一方の中国はGK 王大雷、FW 栄博軒、DF 趙宏略 、楊博宇 そして張琳芃主将ら所属する中国超級でもレギュラーを張る選手達が揃っていた。
それだけにこの試合結果に中国マスコミは失望を隠せない様だ。
中国男子サッカーのアジア大会の最高記録は1994年広島大会での銀メダル。
今回は地元開催なので最低でもメダル。そして決勝進出を地元では期待されているらしい。しかしその初戦、1974年大会で北朝鮮に 0-2 で敗れて以来の黒星スタートとなってしまった。 前回のドーハ大会では初戦、イラクを激戦の末に 1-0 で破った。
そしてそのイラクは決勝まで進出した。
アジア大会での中国の入ったグループはそんなに厳しくは無い。
しかしスケジュールは厳しい。初戦が強豪である日本戦であったが中国超級との兼ね合いから大会直前に合流した選手も少なくない。日本戦の直前にランニングと軽い練習をこなして臨まざるを得なかった選手が多かった。

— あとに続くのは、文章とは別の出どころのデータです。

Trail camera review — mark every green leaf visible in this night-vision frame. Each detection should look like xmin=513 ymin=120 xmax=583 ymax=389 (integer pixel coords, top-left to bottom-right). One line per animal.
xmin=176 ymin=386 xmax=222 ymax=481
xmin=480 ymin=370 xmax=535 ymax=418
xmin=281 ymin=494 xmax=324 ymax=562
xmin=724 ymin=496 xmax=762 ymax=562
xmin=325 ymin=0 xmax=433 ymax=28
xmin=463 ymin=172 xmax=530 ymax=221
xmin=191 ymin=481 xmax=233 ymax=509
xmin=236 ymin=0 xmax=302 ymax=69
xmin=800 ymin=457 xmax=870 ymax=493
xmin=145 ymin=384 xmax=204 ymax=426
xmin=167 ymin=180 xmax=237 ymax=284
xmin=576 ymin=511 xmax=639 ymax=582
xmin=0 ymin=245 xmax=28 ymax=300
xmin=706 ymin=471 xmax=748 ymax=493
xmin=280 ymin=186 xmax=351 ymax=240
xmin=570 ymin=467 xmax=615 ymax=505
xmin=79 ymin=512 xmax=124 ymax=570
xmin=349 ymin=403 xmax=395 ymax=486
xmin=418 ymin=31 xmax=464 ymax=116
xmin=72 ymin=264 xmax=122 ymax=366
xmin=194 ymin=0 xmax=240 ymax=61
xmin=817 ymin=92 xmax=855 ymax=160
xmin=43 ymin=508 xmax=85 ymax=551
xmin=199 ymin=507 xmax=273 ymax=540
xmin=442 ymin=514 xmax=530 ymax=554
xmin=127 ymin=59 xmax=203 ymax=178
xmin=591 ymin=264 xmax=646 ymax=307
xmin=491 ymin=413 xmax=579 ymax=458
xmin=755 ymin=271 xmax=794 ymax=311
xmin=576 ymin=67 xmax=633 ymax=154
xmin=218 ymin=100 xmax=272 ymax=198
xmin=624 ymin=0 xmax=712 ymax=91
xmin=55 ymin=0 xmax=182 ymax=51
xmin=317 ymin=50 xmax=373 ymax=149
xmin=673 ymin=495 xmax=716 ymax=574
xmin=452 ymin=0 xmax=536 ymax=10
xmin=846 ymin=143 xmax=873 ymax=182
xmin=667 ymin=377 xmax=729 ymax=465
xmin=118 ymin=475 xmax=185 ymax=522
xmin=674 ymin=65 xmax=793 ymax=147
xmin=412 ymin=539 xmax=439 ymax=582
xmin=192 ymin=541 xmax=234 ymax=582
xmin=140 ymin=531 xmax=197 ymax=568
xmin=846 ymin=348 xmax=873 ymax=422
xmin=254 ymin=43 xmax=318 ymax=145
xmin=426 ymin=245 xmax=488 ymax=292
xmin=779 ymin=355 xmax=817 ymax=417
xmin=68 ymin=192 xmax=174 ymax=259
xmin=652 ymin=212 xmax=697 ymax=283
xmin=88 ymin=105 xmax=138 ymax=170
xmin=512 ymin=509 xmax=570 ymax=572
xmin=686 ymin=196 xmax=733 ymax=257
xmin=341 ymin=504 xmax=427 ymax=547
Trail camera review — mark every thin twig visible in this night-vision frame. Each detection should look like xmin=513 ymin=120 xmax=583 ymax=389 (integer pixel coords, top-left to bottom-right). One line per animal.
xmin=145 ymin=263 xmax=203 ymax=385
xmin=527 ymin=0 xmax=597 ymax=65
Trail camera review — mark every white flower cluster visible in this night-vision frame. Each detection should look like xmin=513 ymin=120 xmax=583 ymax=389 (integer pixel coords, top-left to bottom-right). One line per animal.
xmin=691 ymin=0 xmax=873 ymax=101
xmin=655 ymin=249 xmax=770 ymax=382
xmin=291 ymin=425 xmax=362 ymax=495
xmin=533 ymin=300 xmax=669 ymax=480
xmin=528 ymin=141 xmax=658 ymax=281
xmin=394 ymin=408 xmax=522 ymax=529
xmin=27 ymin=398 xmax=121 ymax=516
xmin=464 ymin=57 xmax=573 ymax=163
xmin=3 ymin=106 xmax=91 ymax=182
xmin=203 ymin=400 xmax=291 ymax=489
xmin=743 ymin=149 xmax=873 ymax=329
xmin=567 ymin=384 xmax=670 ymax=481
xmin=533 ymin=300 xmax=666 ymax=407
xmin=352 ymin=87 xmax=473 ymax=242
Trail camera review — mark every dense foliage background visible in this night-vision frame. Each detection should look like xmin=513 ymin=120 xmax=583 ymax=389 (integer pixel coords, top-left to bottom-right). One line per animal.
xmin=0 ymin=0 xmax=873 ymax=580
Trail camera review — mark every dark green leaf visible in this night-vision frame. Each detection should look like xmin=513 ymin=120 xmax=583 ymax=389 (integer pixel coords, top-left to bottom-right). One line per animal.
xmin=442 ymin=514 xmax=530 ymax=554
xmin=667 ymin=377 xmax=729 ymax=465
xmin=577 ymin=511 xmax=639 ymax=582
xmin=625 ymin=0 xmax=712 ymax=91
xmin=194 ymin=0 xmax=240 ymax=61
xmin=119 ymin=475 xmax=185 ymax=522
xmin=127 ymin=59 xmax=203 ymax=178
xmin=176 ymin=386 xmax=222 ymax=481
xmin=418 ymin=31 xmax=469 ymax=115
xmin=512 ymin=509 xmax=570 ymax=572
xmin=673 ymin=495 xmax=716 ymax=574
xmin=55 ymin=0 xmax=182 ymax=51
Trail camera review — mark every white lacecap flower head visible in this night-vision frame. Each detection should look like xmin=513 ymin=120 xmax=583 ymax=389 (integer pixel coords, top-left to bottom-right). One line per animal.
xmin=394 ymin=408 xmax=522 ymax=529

しかしこの日の日本のスタメンは最強のチームではなく永井、山村、實藤ら学生選手3人を含んでいた。
学生が含まれているチームに完敗したことがそんなに屈辱的かいな??
過去のアジア大会での中国チームの初戦の戦績は下記の通りだった。
2006 China 1-0 Iraq
2002 Chinese 4 - 0Turkmenistan
1998 China 4-1 Lebanon
1994 China 4-0 Yemen
1990 China 5-1 Singapore
1986 China 2-1 India
1982 China 1-0 Malaysia
1978 China 1-0 Saudi Arabia
1974 China 0-2 North Korea 0-2
1990年北京アジア大会では上位進出が期待されたが準々決勝でタイに 0-1 で足元をすくわれてしまった。タイは結構アジア大会に強いんだなぁ。
学生相手にあまりにも幼稚な試合展開…
中国五輪候補チームは大学生がリードする日本五輪候補チームに対してあまりにも幼稚な試合展開を繰り広げ初戦を 0-3 で落とした…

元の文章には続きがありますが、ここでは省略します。